In the waning days of the so-called “short” session, toxic (literally, in one case) legislation is popping up and getting traction.

Ours is a nation that dramatically trails other developed nations in voter turnout, with voter turnout in presidential years somewhere around 55 percent and an embarrassing 40 percent in mid-year elections. The world’s leader in voting is Belgium, where an impressive 85 percent of voters bestir themselves to get to the polls. You would think our political leaders would want us to vote, but our state’s Republican leadership is pushing a bill to further limit early voting, an option used more often by minority voters than Election Day voting. You would think legislators would like more people to vote, unless, of course, they are not their kind of voters.
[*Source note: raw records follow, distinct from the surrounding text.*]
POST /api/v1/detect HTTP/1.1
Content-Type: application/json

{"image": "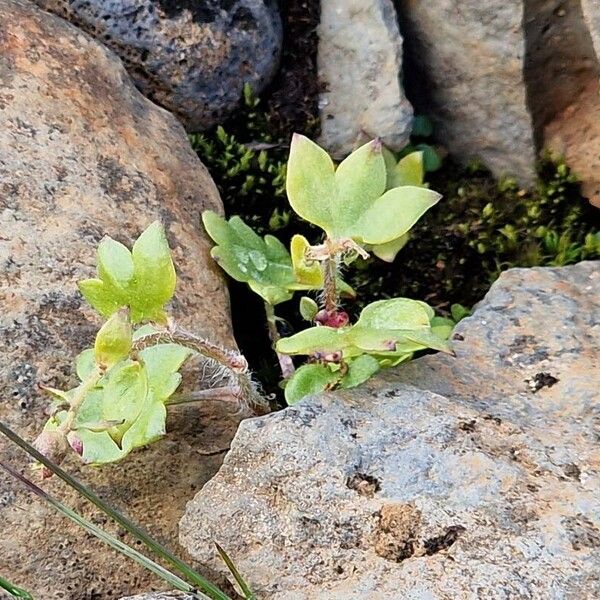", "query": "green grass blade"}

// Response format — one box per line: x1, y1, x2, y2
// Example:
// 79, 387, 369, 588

0, 575, 34, 600
0, 421, 232, 600
214, 543, 255, 600
0, 461, 209, 600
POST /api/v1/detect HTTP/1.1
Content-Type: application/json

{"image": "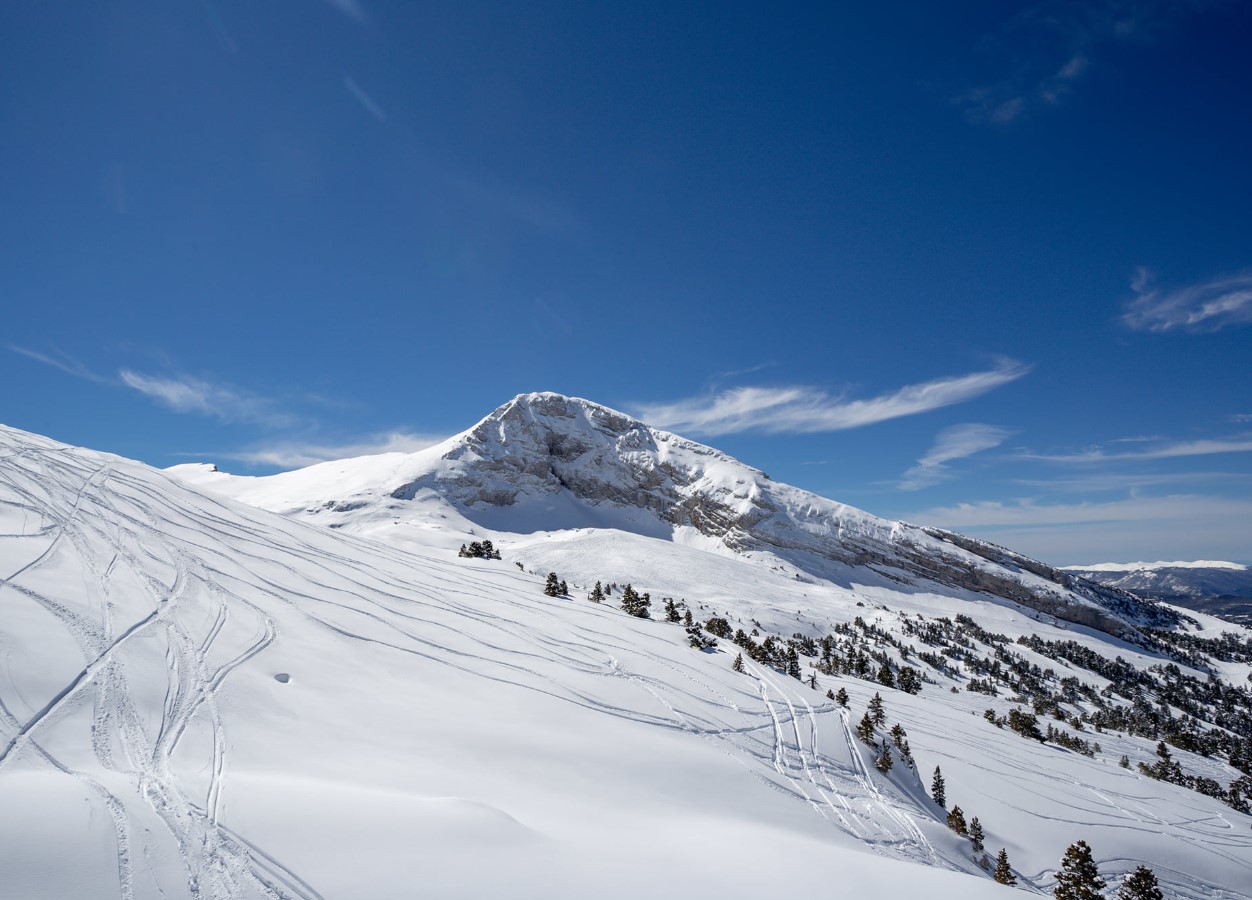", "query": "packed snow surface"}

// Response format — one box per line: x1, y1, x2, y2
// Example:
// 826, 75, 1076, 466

Then there is a bill expected to pass that would limit how and when neighbors of hog-producing operations can sue the companies over offending odors from open-air waste lagoons and damage to property values. The bill comes in the wake of a $50 million verdict awarded in April to 10 neighbors of a hog farm, a verdict later reduced to $3.5 million, conforming to an earlier state law capping these damages. Such limits demonstrate more sympathy for business than for the people who must live with it.

Let me describe the odor this way. Years ago, I was advised to wear only washable clothing to tour a “state-of-the-art” hog operation in Cumberland County, with about 5,000 animals packed into houses so tightly that only a handful of people were required to run the operation. The stench was overwhelming and sickening. When I arrived home, peeling clothes off as I entered the house, a visiting child took one sniff and said, “PU! Where have you been?”

What are our elected leaders thinking?